– Nous pouvons écarter cette hypothèse, interrompit MacDonald.
– C'est mon avis. Un suicide est hors de question. Donc un meurtre a été commis. Nous avons à déterminer si son auteur appartient ou n'appartient pas à la maisonnée.
– Nous écoutons votre argumentation.
– Dans les deux cas, nous nous heurtons à des difficultés considérables. Et pourtant il n'y a pas de troisième hypothèse. C'est l'une ou l'autre. Supposons en premier lieu que le meurtrier ou les meurtriers soient gens du manoir. Ils ont abattu Douglas à une heure où tout était tranquille, mais où cependant personne ne dormait encore. Par ailleurs ils ont commis leur crime avec l'arme la plus étrange et la plus bruyante qui se puisse trouver, de façon que tout le monde sût ce qui était arrivé. Une arme qui auparavant n'avait jamais été vue dans la maison… Cela ne paraît pas un point de départ très vraisemblable, qu'en pensez-vous?
– Non, en effet.
– Tous les témoignages concordent sur le fait suivant: une fois l'alarme donnée, il ne s'est pas écoulé plus d'une minute avant que toute la maisonnée soit sur les lieux: pas seulement M. Cecil Barker, qui affirme être arrivé le premier, mais Ames et tous les autres. Me direz-vous que pendant ce laps de temps le coupable s'est débrouillé pour faire des traces de pas dans le coin, ouvrir la fenêtre, tacher de sang l'appui, retirer l'alliance du cadavre, etc.? C'est impossible!
– Vous posez le problème très clairement, approuva Holmes. J'incline à partager votre opinion.
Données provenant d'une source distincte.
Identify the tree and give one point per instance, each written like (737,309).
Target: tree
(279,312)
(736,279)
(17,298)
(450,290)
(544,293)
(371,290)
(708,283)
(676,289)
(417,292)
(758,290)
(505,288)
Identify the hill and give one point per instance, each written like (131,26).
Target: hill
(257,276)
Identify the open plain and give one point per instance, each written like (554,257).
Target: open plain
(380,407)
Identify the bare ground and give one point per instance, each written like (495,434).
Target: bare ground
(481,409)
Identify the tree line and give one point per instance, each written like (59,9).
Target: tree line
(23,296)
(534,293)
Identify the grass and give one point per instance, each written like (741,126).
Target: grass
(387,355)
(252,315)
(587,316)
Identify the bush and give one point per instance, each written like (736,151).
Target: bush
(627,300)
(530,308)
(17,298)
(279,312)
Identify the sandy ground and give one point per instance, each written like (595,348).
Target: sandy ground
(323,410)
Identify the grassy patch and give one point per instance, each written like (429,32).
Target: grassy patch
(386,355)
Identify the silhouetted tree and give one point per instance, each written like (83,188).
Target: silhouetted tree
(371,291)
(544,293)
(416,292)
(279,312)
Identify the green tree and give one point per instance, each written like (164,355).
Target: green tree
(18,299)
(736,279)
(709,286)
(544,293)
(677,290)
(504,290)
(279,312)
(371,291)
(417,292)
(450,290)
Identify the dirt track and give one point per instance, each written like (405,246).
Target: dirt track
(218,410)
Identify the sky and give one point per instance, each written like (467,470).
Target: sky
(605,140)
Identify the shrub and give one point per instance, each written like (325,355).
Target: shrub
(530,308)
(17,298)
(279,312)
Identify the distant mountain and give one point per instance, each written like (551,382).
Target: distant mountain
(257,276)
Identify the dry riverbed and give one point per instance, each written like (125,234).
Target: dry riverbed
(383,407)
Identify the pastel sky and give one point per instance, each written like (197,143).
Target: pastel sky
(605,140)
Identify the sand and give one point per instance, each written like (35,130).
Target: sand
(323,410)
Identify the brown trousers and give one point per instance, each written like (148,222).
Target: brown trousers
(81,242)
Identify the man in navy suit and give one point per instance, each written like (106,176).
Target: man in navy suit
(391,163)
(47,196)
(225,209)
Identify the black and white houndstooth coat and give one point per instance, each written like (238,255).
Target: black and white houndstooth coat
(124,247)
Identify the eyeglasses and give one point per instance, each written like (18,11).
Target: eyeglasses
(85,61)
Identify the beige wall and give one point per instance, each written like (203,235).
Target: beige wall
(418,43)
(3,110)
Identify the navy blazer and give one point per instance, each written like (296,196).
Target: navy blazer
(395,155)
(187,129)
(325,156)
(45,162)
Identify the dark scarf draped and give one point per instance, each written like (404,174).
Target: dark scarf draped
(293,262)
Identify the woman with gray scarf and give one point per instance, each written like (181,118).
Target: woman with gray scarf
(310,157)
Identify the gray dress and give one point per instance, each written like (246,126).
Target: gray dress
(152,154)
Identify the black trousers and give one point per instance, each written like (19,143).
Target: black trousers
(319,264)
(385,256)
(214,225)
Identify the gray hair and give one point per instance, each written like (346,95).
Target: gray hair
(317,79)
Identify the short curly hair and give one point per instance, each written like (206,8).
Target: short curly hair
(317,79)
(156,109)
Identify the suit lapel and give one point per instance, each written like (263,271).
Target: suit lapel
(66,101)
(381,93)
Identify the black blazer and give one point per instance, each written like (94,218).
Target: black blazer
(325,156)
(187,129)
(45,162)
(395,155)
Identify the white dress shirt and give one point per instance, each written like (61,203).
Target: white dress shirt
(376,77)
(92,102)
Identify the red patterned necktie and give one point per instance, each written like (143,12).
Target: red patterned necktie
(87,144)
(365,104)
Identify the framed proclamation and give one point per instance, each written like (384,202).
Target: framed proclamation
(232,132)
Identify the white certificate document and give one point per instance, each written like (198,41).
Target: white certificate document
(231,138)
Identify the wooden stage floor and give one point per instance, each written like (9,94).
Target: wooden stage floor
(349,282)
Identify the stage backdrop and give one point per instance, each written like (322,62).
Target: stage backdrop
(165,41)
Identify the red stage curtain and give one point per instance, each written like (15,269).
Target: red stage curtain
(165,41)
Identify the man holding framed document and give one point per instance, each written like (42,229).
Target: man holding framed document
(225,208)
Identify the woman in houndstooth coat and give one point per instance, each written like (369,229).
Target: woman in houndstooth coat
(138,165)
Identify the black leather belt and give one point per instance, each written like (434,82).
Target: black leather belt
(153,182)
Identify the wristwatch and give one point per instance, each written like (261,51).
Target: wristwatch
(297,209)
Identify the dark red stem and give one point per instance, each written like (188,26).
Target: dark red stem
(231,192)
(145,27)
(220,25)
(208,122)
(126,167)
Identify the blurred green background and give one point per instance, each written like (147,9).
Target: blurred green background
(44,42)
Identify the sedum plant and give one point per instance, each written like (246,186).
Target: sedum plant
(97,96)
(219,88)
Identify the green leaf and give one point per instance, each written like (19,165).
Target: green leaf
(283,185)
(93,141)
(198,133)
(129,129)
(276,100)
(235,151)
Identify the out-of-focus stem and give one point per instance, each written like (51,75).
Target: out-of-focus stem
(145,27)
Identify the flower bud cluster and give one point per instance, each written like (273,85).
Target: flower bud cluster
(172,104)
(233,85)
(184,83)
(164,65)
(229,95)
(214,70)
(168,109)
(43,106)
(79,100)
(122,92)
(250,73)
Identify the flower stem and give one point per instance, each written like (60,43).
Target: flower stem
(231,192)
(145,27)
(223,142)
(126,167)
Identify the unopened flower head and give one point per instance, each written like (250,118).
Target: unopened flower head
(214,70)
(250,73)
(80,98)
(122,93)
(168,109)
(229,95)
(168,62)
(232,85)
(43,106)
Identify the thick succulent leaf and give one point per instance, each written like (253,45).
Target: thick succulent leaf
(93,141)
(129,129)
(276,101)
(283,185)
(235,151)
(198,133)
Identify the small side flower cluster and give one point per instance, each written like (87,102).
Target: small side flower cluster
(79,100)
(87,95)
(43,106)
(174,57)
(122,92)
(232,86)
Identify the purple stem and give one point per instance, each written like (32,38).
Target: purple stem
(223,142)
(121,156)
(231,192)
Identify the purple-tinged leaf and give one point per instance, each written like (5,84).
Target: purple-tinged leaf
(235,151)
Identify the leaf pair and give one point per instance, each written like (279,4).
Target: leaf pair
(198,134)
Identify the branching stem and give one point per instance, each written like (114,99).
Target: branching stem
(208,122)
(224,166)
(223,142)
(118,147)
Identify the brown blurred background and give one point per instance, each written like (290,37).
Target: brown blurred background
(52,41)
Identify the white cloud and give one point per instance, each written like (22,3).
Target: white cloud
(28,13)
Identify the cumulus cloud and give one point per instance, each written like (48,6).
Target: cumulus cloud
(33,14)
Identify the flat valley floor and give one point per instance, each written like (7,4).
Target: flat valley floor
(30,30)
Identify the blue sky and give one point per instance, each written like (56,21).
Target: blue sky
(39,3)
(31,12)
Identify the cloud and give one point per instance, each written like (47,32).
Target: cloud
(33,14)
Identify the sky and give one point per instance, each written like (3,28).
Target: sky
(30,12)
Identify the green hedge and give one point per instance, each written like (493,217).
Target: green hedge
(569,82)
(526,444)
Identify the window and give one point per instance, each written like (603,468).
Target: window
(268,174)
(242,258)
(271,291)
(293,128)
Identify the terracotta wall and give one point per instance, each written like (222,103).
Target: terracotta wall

– Alors nous sommes contraints de revenir à la théorie selon laquelle le crime a été commis par quelqu'un de l'extérieur. De grosses difficultés nous guettent encore; mais il ne s'agit plus d'impossibilités. Le meurtrier est entré dans la maison entre quatre heures trente et six heures, c'est-à-dire entre le crépuscule et le moment où le pont-levis a été relevé.